The whole thing was really out of my comfort zone; the date took place in the back of a super car while being ragged about on the Top Gear test track. It was quite awkward, especially with the cameras, and even though my date and I had fun, we friend zoned each other. Gurt was only on the TV for a few seconds (my main reason for agreeing to do it) but I was still like ooh, watch out, someone’s stealing the limelight!
I think its important to be honest in life and on social media. I see glamorous shots of old cars on Instagram all the time but that’s not what classic motoring is all about. The reality is that it comes with risks because like any machines they wear out and go wrong. The best thing for people who are thinking about getting an old car to do is to find out what they need to prepare for such as common faults, where its susceptible to rust, and parts availability, and then? Just go for it. Why dream about something if you’ve got the ability to go and get it? If the “what if?” things happen, you can fix it. No regrets.
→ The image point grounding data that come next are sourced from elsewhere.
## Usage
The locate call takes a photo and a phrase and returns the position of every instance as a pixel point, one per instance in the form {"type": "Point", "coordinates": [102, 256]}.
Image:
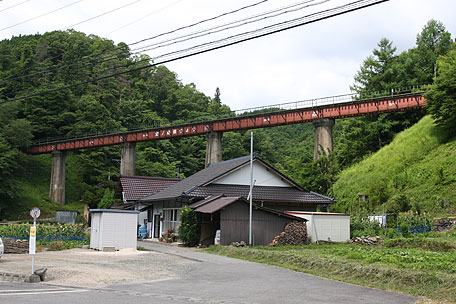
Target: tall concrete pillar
{"type": "Point", "coordinates": [323, 137]}
{"type": "Point", "coordinates": [57, 186]}
{"type": "Point", "coordinates": [127, 161]}
{"type": "Point", "coordinates": [213, 148]}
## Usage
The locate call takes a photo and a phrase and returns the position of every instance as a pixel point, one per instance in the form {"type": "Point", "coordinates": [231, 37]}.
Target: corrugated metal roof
{"type": "Point", "coordinates": [136, 187]}
{"type": "Point", "coordinates": [262, 193]}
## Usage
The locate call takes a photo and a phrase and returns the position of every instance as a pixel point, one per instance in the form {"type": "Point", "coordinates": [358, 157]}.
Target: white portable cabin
{"type": "Point", "coordinates": [325, 226]}
{"type": "Point", "coordinates": [113, 228]}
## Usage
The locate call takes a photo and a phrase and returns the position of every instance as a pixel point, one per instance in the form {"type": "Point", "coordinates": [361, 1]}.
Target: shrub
{"type": "Point", "coordinates": [189, 228]}
{"type": "Point", "coordinates": [420, 242]}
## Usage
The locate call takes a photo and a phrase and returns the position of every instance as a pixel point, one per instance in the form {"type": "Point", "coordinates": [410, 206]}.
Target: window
{"type": "Point", "coordinates": [171, 219]}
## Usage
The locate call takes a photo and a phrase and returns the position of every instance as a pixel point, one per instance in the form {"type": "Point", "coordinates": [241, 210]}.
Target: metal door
{"type": "Point", "coordinates": [156, 225]}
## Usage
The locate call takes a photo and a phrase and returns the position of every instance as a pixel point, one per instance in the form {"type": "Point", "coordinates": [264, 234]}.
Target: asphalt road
{"type": "Point", "coordinates": [213, 279]}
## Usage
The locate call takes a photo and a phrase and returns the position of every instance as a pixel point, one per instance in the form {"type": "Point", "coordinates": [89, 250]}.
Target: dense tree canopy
{"type": "Point", "coordinates": [53, 62]}
{"type": "Point", "coordinates": [442, 97]}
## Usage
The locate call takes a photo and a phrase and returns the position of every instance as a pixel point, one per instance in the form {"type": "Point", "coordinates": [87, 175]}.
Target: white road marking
{"type": "Point", "coordinates": [25, 293]}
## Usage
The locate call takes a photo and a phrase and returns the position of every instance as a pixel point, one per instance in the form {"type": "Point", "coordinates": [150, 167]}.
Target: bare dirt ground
{"type": "Point", "coordinates": [94, 269]}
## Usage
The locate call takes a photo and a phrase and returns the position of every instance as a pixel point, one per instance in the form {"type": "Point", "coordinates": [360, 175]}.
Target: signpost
{"type": "Point", "coordinates": [35, 213]}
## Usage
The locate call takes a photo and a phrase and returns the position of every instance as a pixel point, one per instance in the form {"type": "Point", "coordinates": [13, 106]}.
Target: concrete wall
{"type": "Point", "coordinates": [234, 225]}
{"type": "Point", "coordinates": [127, 162]}
{"type": "Point", "coordinates": [57, 183]}
{"type": "Point", "coordinates": [213, 148]}
{"type": "Point", "coordinates": [323, 137]}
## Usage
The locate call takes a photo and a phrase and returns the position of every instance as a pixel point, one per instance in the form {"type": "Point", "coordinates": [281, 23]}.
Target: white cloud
{"type": "Point", "coordinates": [316, 60]}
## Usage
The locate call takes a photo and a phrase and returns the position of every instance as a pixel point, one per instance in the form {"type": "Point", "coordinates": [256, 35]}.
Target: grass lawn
{"type": "Point", "coordinates": [401, 267]}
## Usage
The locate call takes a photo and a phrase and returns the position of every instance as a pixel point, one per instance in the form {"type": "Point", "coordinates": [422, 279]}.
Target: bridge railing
{"type": "Point", "coordinates": [289, 106]}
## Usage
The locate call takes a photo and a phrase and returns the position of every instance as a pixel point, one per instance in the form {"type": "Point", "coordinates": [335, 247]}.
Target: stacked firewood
{"type": "Point", "coordinates": [15, 246]}
{"type": "Point", "coordinates": [295, 233]}
{"type": "Point", "coordinates": [366, 240]}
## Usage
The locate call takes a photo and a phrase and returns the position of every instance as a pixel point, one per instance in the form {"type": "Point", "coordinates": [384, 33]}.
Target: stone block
{"type": "Point", "coordinates": [109, 249]}
{"type": "Point", "coordinates": [34, 278]}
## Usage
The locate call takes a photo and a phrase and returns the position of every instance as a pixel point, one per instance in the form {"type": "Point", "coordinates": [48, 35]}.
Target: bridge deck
{"type": "Point", "coordinates": [396, 103]}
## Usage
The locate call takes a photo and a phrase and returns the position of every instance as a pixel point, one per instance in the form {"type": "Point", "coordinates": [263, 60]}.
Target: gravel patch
{"type": "Point", "coordinates": [94, 269]}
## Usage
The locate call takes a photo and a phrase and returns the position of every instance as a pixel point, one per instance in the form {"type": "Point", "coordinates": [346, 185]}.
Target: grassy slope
{"type": "Point", "coordinates": [34, 185]}
{"type": "Point", "coordinates": [418, 167]}
{"type": "Point", "coordinates": [408, 270]}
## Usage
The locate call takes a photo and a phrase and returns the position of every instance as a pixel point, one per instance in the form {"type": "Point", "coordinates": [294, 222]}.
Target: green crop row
{"type": "Point", "coordinates": [61, 231]}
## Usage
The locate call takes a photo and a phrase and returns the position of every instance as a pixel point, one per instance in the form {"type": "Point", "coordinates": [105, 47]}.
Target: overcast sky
{"type": "Point", "coordinates": [315, 60]}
Owning Gurt has been a learning curve for mum and I – we do all the basic maintenance, servicing and mechanics ourselves – and I’ve re-dyed the carpets, re-painted the interiors and spruced up the leather upholstery. My dad was kind enough to have Gurt re-sprayed for my 17th birthday but they did a terrible job and it’s all starting to peel off so I’ve been teaching myself how to do it. I’ll do the best that I can, but it doesn’t have to be factory perfect because I’d never sell her.
I don’t think there’s any point waiting for nice days to go for a drive, it’s a waste of a car. You’ve got all that money on wheels sat there – if it works and it’s roadworthy, enjoy it. After seeing my mum go through cancer, I think life is too short to drive something you don’t love.”